The definitions set out in G.S. 105-164.3 and G.S. 130A-290 apply to this Article. (2007-550, s. 14(a).)

 

§ 105-187.61.  Tax imposed.

(a) Tax Rate. - An excise tax is imposed on the disposal of municipal solid waste and construction and demolition debris in any landfill permitted pursuant to Article 9 of Chapter 130A of the General Statutes at a rate of two dollars ($2.00) per ton of waste. An excise tax is imposed on the transfer of municipal solid waste and construction and demolition debris to a transfer station permitted pursuant to Article 9 of Chapter 130A of the General Statutes for disposal outside the State at a rate of two dollars ($2.00) per ton of waste.

(b) Tax Liability. - The excise tax imposed by this section is due on municipal solid waste and construction and demolition debris received from third parties and on municipal solid waste and construction and demolition debris disposed of by the owner or operator. The tax is payable by the owner or operator of each landfill and transfer station permitted under Article 9 of Chapter 130A of the General Statutes. (2007-550, s. 14(a).)

 

§ 105-187.62.  Administration.

(a) Collection. - The owner or operator of each landfill and transfer station permitted pursuant to Article 9 of Chapter 130A of the General Statutes must maintain scales designed to determine waste tonnage that are approved by the Department of Agriculture and Consumer Services. Each owner or operator must record waste tonnage disposed of in a landfill or transferred to a station for disposal outside the State and must maintain other records as required by the Secretary of Revenue. An owner or operator may add the amount of the solid waste disposal tax due to the charges made to a third party for disposal of municipal solid waste or construction and demolition debris.

(b) Payment. - The tax imposed by this Article is payable when a return is due. A return and payment are due on a quarterly basis.
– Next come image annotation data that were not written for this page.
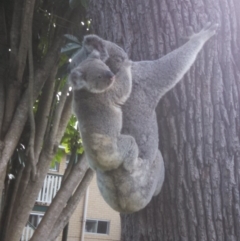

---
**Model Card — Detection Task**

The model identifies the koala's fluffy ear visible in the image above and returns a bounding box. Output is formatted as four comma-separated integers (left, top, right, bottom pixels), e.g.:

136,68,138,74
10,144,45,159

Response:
83,34,109,62
68,69,86,90
89,49,100,59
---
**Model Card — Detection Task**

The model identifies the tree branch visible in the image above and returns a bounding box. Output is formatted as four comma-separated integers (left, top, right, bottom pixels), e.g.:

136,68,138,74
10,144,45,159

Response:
28,19,36,181
3,0,35,133
48,84,69,149
56,92,72,142
35,66,57,160
47,168,94,241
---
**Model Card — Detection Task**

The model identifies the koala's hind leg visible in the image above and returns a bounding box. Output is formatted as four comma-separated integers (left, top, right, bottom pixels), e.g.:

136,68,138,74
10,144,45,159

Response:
137,24,218,109
91,133,138,171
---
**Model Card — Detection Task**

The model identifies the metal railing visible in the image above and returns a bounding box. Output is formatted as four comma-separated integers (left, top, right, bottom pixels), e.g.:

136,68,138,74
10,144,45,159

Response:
36,174,62,204
21,222,35,241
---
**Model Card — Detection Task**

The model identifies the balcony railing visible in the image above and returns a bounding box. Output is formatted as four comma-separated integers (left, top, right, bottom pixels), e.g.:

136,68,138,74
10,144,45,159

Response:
36,174,62,204
21,223,35,241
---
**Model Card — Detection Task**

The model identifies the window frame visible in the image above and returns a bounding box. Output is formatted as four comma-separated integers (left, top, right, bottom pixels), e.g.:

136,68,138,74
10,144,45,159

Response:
84,218,110,235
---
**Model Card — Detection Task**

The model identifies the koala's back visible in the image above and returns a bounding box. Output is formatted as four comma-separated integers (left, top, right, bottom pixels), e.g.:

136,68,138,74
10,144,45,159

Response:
73,90,122,139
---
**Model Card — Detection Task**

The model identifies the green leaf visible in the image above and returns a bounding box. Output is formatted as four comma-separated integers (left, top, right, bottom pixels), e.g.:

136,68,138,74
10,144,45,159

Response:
64,34,81,45
69,0,88,8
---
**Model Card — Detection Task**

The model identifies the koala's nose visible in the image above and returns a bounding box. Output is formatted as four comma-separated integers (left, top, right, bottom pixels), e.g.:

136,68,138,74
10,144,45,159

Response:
70,70,80,81
106,70,114,79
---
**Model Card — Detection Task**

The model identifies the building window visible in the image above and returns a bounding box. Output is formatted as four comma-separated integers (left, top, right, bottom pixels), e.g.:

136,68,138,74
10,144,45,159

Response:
28,213,44,228
85,219,110,234
49,162,59,172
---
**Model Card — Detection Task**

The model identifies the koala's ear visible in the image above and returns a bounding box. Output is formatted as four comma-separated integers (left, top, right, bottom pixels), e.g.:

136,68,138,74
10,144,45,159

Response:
68,70,86,90
89,50,100,59
83,34,109,62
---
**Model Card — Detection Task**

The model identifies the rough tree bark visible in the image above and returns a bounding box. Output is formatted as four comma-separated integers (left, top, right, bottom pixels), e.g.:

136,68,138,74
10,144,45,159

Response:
89,0,240,241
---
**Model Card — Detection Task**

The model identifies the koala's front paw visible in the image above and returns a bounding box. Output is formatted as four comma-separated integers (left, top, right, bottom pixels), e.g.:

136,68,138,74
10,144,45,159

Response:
123,136,139,173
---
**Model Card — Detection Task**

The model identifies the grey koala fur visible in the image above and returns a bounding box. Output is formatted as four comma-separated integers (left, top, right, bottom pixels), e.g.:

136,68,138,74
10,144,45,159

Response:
70,24,218,213
69,53,138,171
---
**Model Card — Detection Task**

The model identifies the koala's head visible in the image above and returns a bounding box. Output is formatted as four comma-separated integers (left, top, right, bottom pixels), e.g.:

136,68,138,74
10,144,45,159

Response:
69,52,115,93
68,34,109,70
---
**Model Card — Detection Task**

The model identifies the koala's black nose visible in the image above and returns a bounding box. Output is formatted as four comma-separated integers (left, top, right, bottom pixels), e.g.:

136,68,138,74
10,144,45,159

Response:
70,70,80,81
106,70,114,79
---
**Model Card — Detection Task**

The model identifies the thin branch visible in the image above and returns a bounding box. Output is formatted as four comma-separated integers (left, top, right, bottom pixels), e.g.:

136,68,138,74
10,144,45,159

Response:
48,84,69,149
5,166,23,235
28,20,36,181
34,66,57,160
56,92,72,142
47,168,94,241
61,147,77,186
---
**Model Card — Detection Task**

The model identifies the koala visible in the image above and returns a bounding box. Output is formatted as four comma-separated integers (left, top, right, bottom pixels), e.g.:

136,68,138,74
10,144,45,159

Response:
69,53,138,171
69,35,128,74
71,24,218,213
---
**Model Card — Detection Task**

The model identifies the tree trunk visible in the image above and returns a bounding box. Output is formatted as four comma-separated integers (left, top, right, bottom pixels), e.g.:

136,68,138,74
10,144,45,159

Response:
89,0,240,241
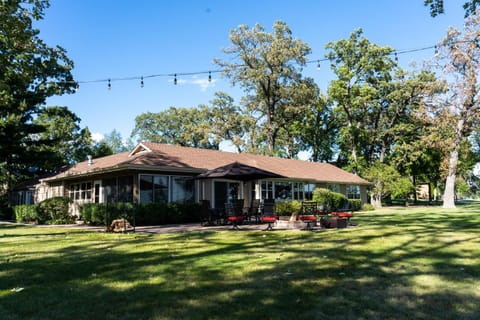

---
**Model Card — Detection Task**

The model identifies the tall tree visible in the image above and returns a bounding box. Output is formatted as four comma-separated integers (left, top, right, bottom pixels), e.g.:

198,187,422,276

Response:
437,11,480,208
33,106,92,170
0,0,75,198
296,93,339,162
326,29,395,172
423,0,480,18
215,21,311,155
132,106,219,149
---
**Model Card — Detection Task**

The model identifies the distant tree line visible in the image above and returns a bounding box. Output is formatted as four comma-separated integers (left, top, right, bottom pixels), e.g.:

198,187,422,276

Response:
0,0,480,211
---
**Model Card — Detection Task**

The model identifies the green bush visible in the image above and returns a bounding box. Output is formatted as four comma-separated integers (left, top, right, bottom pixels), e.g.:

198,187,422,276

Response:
275,200,302,216
80,203,200,226
13,204,38,223
348,199,362,211
362,203,375,211
312,188,348,210
38,197,75,224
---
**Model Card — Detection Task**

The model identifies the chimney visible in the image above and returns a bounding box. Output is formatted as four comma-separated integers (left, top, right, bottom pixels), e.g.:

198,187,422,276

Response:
87,155,93,166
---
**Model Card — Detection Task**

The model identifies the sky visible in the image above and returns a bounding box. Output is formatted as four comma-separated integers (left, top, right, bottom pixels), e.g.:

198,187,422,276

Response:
35,0,464,145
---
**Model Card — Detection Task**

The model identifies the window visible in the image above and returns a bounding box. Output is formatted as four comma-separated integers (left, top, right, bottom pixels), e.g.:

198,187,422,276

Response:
140,174,168,203
262,181,273,199
293,182,303,200
140,174,195,203
347,185,360,199
303,183,315,200
327,184,340,192
69,182,92,201
170,176,194,202
275,182,292,200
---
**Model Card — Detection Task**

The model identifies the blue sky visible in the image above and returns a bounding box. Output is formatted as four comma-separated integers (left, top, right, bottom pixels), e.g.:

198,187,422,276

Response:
36,0,464,142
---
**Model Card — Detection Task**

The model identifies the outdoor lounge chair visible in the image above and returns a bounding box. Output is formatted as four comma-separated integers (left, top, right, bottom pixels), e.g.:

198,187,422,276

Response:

A quarterly return covers a calendar quarter and is due by the last day of the month following the end of the quarter.

(c) Bad Debt Deduction. - In the event that an owner or operator pays the tax on tonnage received from a customer and the account of that customer is found to be worthless and charged off for income tax purposes, the owner or operator may recover the tax paid on the tonnage it received but for which it was never compensated. The tax shall be recovered by reducing the overall tonnage on which the owner or operator pays tax in a calendar quarter by the tonnage for which it was never compensated from the worthless account. A local government that has paid tax on an account that is subsequently found to be worthless shall recover the tax paid in the same manner, if it meets all the conditions for recovery that would apply if the local government were subject to income tax. If the owner or operator subsequently collects on an account that has been declared worthless, any tax recovered must be repaid in the next calendar quarter. (2007-550, s. 14(a); 2008-207, s. 1.)

 

§ 105-187.63.  Use of tax proceeds.

From the taxes received pursuant to this Article, the Secretary may retain the costs of collection, not to exceed two hundred twenty-five thousand dollars ($225,000) a year, as reimbursement to the Department. The Secretary must credit or distribute taxes received pursuant to this Article, less the cost of collection, on a quarterly basis as follows:

(1) Fifty percent (50%) to the Inactive Hazardous Sites Cleanup Fund established by G.S. 130A-310.11.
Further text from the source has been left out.